Security company Cylance says it has been hacked and its data put up for sale online
Cybersecurity firm Cylance has confirmed it has been the victim of a cyberattack and says the data being sold on the dark web is legitimate.
Reporting on the news, BleepingComputer said the company lost 34 million emails and other personally identifiable information (PII) from customers, employees and partners alike.
This database is now being sold for $750,000, with the seller going by the name Sp1d3r, apparently the same person who recently broke in and stole sensitive information from Advance Auto Parts. The hacker sold this database with 380 million customer profiles for $1.5 million.
Old data
Advance Auto Parts is one of many victims breached through Snowflake, a major cloud service provider.
However, in a statement to BleepingComputerBlackBerry Cylance said the breach is not related to Snowflake and that the data being sold now is relatively old. BlackBerry Cylance said it was “aware and investigating” the dark web claims, before adding that “no BlackBerry data and systems relating to (..) customers, products and operations are at risk brought.”
“Based on our initial reviews of the data in question, there is no impact to current Cylance customers and no sensitive information is involved,” the company added.

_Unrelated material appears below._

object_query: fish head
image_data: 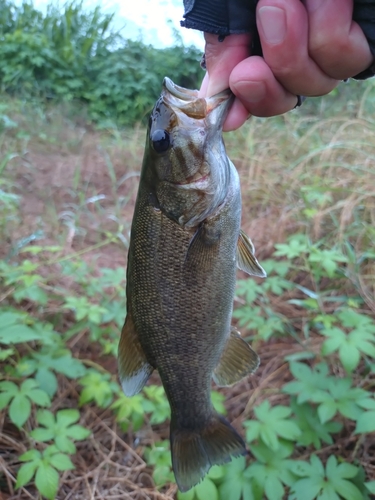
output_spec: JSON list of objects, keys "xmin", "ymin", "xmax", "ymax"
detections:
[{"xmin": 147, "ymin": 78, "xmax": 233, "ymax": 226}]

“The data in question is accessed through a third-party platform unrelated to BlackBerry and appears to originate from 2015-2018, prior to BlackBerry’s acquisition of the Cylance product portfolio.”
“BlackBerry Cylance is not a Snowflake customer,” the company said.
Once a giant in consumer mobile technology, BlackBerry at one point sold more than 50 million devices. However, like Nokia, the company did not adapt well to the increasingly popular Android and iPhone devices, causing it to slowly fade into obscurity. In 2016, the company stopped making phones and focused on enterprise services and, more specifically, cybersecurity. In 2019, the company made its largest acquisition to date, spending $1.4 billion on Cylance.